Cation disorder and octahedral distortion control of internal electric field, band bending and carrier lifetime in Aurivillius perovskite solid solutions for enhanced photocatalytic activity†
Abstract
The overall photocatalytic activity shown by a semiconductor photocatalyst stems from a complex interplay of several critical factors that includes light absorption, carrier recombination dynamics, charge transfer resistance, lifetime of photogenerated charge carriers and surface adsorption. While most of the factors are intrinsic to a semiconductor controlled by its structure and composition, the overall activity is determined by the dominance of a single or multiple factors. The present work examines the competing roles of these factors in the photocatalytic activity of a closely related series of Aurivillius perovskite solid solutions, Bi6−xSrxTi3+xFe2−xO18 (x = 0.75, 0.5, and 0.25). The cation disorder in the intergrowth structure and octahedral distortion that control the internal electric fields in these compounds alter multiple factors responsible for enhanced photocatalytic activity.

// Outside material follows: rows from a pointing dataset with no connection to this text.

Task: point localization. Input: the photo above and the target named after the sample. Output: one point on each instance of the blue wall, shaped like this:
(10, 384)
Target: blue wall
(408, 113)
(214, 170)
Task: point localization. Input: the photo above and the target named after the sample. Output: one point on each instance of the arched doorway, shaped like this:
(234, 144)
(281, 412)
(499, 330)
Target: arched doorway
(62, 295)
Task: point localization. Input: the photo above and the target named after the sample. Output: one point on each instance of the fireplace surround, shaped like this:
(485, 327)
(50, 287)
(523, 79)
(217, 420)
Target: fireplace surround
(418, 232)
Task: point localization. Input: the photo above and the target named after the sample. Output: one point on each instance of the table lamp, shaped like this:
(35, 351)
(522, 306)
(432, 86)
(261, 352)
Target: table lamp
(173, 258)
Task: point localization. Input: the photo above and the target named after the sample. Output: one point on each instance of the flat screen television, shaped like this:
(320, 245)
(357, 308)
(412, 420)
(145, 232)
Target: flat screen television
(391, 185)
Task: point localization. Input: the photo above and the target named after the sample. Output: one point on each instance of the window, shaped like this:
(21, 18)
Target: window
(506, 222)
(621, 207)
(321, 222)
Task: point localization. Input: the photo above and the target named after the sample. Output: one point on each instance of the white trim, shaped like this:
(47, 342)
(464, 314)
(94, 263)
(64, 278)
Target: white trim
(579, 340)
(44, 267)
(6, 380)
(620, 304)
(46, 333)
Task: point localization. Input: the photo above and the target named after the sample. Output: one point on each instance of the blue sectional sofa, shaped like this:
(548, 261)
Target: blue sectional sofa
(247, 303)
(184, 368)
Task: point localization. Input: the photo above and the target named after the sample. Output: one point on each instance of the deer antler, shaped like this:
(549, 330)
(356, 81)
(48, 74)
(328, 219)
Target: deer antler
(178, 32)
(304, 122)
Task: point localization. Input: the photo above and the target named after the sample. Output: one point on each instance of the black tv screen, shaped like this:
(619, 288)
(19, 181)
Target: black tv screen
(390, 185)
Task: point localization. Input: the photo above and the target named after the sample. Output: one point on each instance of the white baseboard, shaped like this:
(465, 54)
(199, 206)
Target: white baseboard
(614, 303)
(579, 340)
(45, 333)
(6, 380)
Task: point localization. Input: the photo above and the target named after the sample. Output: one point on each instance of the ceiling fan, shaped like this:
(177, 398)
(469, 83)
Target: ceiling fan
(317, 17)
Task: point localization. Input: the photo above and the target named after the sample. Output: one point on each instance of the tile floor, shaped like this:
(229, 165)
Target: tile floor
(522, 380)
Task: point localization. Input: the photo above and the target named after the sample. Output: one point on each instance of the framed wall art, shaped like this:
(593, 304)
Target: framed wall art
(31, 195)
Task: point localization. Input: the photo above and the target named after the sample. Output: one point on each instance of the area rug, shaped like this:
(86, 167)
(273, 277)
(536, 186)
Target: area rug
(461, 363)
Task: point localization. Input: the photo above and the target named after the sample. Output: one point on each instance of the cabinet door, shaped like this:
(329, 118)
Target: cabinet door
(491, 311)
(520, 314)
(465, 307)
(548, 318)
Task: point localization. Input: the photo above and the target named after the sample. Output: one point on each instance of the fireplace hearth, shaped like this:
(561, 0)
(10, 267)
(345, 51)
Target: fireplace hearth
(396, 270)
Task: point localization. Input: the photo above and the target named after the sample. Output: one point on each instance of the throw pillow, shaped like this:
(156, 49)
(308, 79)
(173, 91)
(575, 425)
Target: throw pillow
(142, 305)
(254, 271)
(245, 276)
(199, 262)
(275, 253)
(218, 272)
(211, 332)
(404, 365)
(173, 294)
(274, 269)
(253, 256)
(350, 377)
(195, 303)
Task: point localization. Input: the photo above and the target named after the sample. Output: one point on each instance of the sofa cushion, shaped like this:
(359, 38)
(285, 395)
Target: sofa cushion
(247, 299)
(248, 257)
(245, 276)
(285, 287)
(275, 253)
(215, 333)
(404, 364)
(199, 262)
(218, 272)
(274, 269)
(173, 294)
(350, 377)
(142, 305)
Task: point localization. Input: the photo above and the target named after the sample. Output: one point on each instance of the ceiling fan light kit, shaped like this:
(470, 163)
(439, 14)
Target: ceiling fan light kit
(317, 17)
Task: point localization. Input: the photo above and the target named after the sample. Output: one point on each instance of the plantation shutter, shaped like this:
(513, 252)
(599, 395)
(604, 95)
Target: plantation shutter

The five-layer Aurivillius perovskites forming in the non-centrosymmetric F2mm space group with highly distorted octahedra at the terminal position and least distorted octahedra at the central perovskite layer are controlled by a second-order Jahn–Teller effect of Ti4+. While a greater extent of dye adsorption leads to faster photocatalytic degradation in Bi5SrTi4FeO18 and other Aurivillius perovskites, Bi5.5Sr0.5Ti3.5Fe1.5O18 (x = 0.5) shows inferior photocatalytic activity as compared to Bi5.75Sr0.25Ti3.25Fe1.75O18 (x = 0.25) and Bi5.25Sr0.75Ti3.75Fe1.25O18 (x = 0.75) despite having the highest dye adsorption in the series. The highest rate of photocatalytic RhB degradation in the Fe1.75 compound is due to its longest average carrier lifetime in the series, sluggish e−–h+ recombination and lower charge transfer resistance. Furthermore, the enhanced activity observed under external bias is understood to have originated from a greater upward band bending effect, which acts as thermal barrier for e−–h+ recombination and facilitates effective charge separation and transfer. The work elucidates the delicate interplay of the competing factors affecting the photocatalytic activity and establishes the origin of non-uniform and enhanced photocatalytic activity across the homologous solid solution series of layered perovskites. The protocol will help breaking compositional limits in uncovering new solid-solution compounds with enhanced activity by appropriate substitutions and further enhancement under external bias for faster removal and degradation of pollutants.